Homework Help: Complex number problem

1. Apr 21, 2006

sparsh

using eulers formula express cos5ø in terms of cosø. Hence show that =cos(pie/10) is a root of the equation 16x^4 - 20x^2 +5 =0 ..

2. Apr 21, 2006

HallsofIvy

Looks like homework to me so I'm moving this to the homework section. Do you know what Euler's formula is? If so, go ahead and apply it!

3. Apr 21, 2006

sparsh

Yup i know it

But the problem is that when i convert cos5ø in terms of (cosø + isinø )
then how do i remove the sin term ......

like this complex number has only got its real part. And using eulers formula we cant have angles different for the cos and sine terms..

Moreover we have to use the obtained result in the 2nd part of the question

4. Apr 21, 2006

matt grime

If you know it then use it, or at least write here what you've obtained by using it, so that you can get help (not just the answer).

You know how to get rid of sin's and turn them into cos's from trig (cos^2+sin^2=1) and the real part only has even powers of sin in it.

5. Apr 21, 2006

Reshma

I think you will have to consider only the real part here since you have only 'x' terms.
Use the De Moivre's formula for powers and roots of complex numbers.
$$\left[r(\cos \phi + i\sin \phi)\right]^n = r^n(\cos n\phi + i\sin n\phi)$$

Hope this helps a bit...

6. Apr 21, 2006

sparsh

I converted it into something like this ::

cos 5ø = (cosø)^5 + i cos(90-ø)^5 - icos(90-5ø)

Then what should i do

7. Apr 21, 2006

matt grime

That is not correct. In fact it looks as though you think that (x+y)^5=x^5+y^5.

Do not write sin(x)=cos(90-x), by the way. There is no need to do that.

8. Apr 21, 2006

sparsh

@ matt

By the eulers formula or De Movier's Theorum (cosø+isinø)^5 is cos 5ø+isin5ø
Is there anything wrong with that.

Actually I gotta give the exam after two days . So please it would be really great if you could just give me the solution to this problem. I have spent too much time on it already. Have to study Physics and Chem too

9. Apr 21, 2006

matt grime

that is right, and nothing to do with what i said: you failed to expand the fifth power as a power properly.

certainly (cosx+isinx)^5=cos5x+isin5x, but you also seem to think that this is the same as cos^5(x)+isin^5(x), which is obviously false.

10. Apr 21, 2006

sparsh

I think i got the solution to this problem...

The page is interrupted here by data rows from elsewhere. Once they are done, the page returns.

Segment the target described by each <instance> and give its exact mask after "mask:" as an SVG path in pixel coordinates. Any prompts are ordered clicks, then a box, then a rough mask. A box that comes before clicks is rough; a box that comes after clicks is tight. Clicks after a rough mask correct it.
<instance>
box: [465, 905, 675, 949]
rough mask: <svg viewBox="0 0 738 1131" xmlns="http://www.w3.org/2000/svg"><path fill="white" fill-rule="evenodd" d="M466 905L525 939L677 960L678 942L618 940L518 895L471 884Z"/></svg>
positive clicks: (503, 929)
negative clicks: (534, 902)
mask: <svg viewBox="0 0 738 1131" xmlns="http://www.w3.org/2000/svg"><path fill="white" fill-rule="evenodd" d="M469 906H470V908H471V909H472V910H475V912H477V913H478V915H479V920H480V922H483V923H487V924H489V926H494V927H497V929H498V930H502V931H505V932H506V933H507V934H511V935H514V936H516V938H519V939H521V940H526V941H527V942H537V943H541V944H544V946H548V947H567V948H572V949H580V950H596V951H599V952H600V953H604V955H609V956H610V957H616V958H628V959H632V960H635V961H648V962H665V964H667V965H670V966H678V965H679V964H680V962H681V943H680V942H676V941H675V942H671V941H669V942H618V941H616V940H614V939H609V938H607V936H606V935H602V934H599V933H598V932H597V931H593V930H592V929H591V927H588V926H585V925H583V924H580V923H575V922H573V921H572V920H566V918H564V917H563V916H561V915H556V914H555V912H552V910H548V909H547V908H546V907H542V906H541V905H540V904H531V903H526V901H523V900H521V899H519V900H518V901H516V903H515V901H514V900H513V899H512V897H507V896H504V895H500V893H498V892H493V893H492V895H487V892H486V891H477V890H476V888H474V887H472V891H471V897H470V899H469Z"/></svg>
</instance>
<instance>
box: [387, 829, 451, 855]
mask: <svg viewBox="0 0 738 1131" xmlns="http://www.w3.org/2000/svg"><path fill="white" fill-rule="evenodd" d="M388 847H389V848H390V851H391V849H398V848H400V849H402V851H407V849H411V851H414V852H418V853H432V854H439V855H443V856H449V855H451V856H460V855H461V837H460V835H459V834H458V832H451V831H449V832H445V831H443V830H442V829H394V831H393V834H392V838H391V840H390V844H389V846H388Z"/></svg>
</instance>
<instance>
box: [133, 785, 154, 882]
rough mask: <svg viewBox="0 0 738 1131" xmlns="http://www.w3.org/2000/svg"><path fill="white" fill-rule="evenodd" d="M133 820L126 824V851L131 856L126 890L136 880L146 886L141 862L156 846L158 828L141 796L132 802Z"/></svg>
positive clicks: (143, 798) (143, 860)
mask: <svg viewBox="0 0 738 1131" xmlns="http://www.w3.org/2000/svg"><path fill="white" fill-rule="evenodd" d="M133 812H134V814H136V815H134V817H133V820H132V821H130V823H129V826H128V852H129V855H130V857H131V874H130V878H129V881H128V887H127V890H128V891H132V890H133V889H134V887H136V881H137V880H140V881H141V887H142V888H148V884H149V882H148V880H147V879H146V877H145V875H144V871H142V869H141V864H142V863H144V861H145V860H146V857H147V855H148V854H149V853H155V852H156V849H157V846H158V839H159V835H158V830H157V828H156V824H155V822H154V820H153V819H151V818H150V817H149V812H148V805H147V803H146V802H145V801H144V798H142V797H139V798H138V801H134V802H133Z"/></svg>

Just to share it with you. We can break e^i5ø into e^i3ø e^i2ø and then solve .
Thanks anyways for all your help ...

11. Apr 22, 2006

HallsofIvy

sparsh, in your original post you said "use Euler's formula". My first response was "Do you know what Euler's formula is? If so, go ahead and apply it!" Your last response was the first one where it looks like you are actually using Euler's formula!

12. Apr 22, 2006

sparsh

Can i know what is the basic difference between the Eulers Formula and the De moivers theorum. I mean they produce the same result.

13. Apr 23, 2006

Reshma

Euler's formula states:
$$e^{i\phi} = \cos \phi + i\sin \phi$$

De Moivre's Formula states:
$$(\cos \phi + i\sin \phi)^n = \cos(n\phi)+i\sin(n\phi)$$

De Moivre's formula is useful when you are dealing with powers and roots of complex numbers.

14. Apr 23, 2006

Curious3141

I think the basic problem is knowledge and application of Binomial Theorem, not De Moivre's or Euler's formulae.

Sparsh, you can expand second and third powers of (x + y).

Can you do the same for the fifth power ?